В избытке - всегда заранее -
иных дворцов, фонтанов,
фигур из мрамора,
пейзажей, без и в рамке,
бегущих мимо толп,
на лоскутки крошащих площадь города чужого,
отвергнутого мной...

Синай кажется ничейным - слишком большим... слишком маленьким, чтобы владеть им привычным способом. Так бывает в пустыне песочных часов: тоскливо льётся сухая струйка, насыпая идеальный конус дюны, и вдруг - хлоп! - всё взметнулось - мир перевернулся вверх тормашками и несётся в хаос остановленного мгновения, и опять - тоненькая вертикаль песчинок нанизывает спираль ничейных минут. Я вижу хрупкость розово-фиолетовых скал, слушаю сухое шуршание текущего навстречу шоссе, чувствую синюю бездну внизу - там, где преломляется солнечный луч, и понимаю, что в любой миг всё может перевернуться.

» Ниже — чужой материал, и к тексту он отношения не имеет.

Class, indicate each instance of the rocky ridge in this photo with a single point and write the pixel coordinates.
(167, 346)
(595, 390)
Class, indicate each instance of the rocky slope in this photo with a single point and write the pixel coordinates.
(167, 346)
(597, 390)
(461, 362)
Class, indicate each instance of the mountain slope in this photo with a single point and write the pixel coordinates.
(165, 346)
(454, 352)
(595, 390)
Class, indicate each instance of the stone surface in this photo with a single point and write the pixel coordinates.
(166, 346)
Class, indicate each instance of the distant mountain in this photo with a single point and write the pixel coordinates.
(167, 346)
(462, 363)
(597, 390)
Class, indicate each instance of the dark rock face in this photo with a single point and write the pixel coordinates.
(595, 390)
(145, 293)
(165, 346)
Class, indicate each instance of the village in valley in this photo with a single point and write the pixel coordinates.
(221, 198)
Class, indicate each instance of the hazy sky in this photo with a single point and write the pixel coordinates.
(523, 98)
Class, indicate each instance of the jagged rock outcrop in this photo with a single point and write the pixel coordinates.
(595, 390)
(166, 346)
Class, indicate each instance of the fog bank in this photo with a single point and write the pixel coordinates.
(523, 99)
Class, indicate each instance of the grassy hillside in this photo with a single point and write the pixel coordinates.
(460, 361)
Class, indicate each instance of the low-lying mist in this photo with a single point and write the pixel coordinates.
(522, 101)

Кроме нас оформляла документы симпатичная московская компания. Красивый немолодой мужчина с зачёсанными назад длинными седыми волосами и крепкой улыбкой, женщины были русоволосы и очерчены льющимися линиями. Но глаза... Говорят, кокаинистов можно отличить по расширенным зрачкам, а советских - по напряженным, проникающим внутрь вещей в поисках второго смысла... и суетливость...

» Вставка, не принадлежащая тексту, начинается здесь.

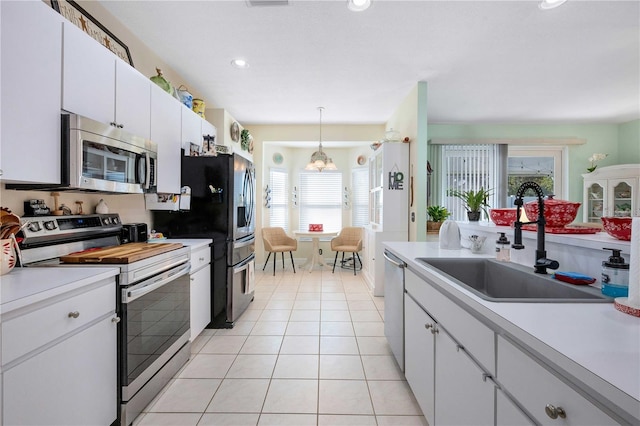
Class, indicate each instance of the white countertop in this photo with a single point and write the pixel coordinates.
(596, 345)
(193, 243)
(24, 286)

Американцы, которым приходится ждать, ведут себя так, будто пауза произошла по их собственному расписанию. Культура независимости психики, видимо, такова, что они способны падать из любой позиции, как кошки, на четыре лапы - на свой вечнозелёный газон под полосатым флагом, и организаторам человеческих пробок становится неуютно - они начинают пошевеливаться и выслуживаться, как и положено им по должности.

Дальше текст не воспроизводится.